8. In addition, pursuant to the Agreement, except for the first release of Lock-Up Period to occur on September 28, 2009, if on each release date of Class B Shares Lock-Up Period, as per conversion schedule indicated in item 2 above, the market value of Class A Shares, calculated according to the weighted average price by volume at each trading session, at 15 trading sessions of BM&FBOVESPA immediately preceding each date of conversion, is less than the price per Class A Share of forty reais (R$40.00), duly adjusted according to the CDI rate variation, as of June 7, 2009 until the respective release date of Lock-Up Period, Mandala shall pay to GUSA’s Controlling Shareholders and GUSA’s Minority Shareholders an amount corresponding to said difference, per subscribed Class B Share (the “Difference”).

9. Finally, we inform that in relation to Class B Shares that will be converted on September 28, 2009, the difference amount is R$3.6927 per Class B Share, duly adjusted according to the CDI variation as of June 7, 2009, as set forth in the Agreement.

São Paulo, September 18, 2009.

Daniela Sabbag
Investor Relations Officer

FORWARD-LOOKING STATEMENTS

This press release may contain forward-looking statements.

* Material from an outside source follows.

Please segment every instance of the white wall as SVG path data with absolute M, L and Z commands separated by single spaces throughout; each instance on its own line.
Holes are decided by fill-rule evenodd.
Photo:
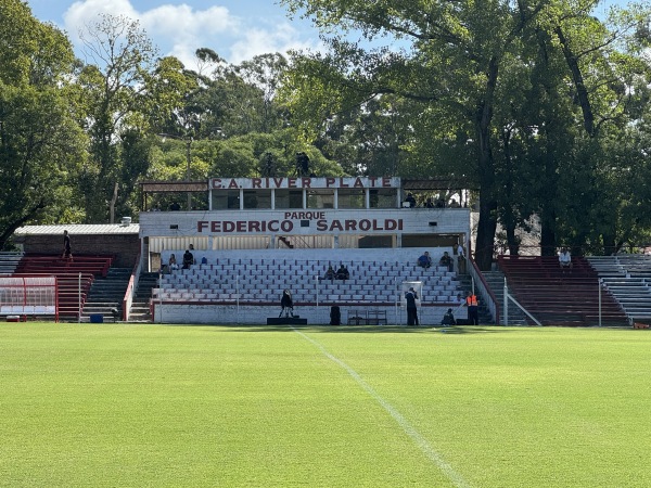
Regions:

These statements are statements that are not historical facts, and are based on management's current view and estimates offuture economic circumstances, industry conditions, company performance and financial results. The words "anticipates", "believes", "estimates", "expects", "plans" and similar expressions, as they relate to the company, are intended to identify forward-looking statements. Statements regarding the declaration or payment of dividends, the implementation of principal operating and financing strategies and capital expenditure plans, the direction of future operations and the factors or trends affecting financial condition, liquidity or results of operations are examples of forward-looking statements. Such statements reflect the current views of management and are subject to a number of risks and uncertainties. There is no guarantee that the expected events, trends or results will actually occur. The statements are based on many assumptions and factors, including general economic and market conditions, industry conditions, and operating factors. Any changes in such assumptions or factors could cause actual results to differ materially from current expectations.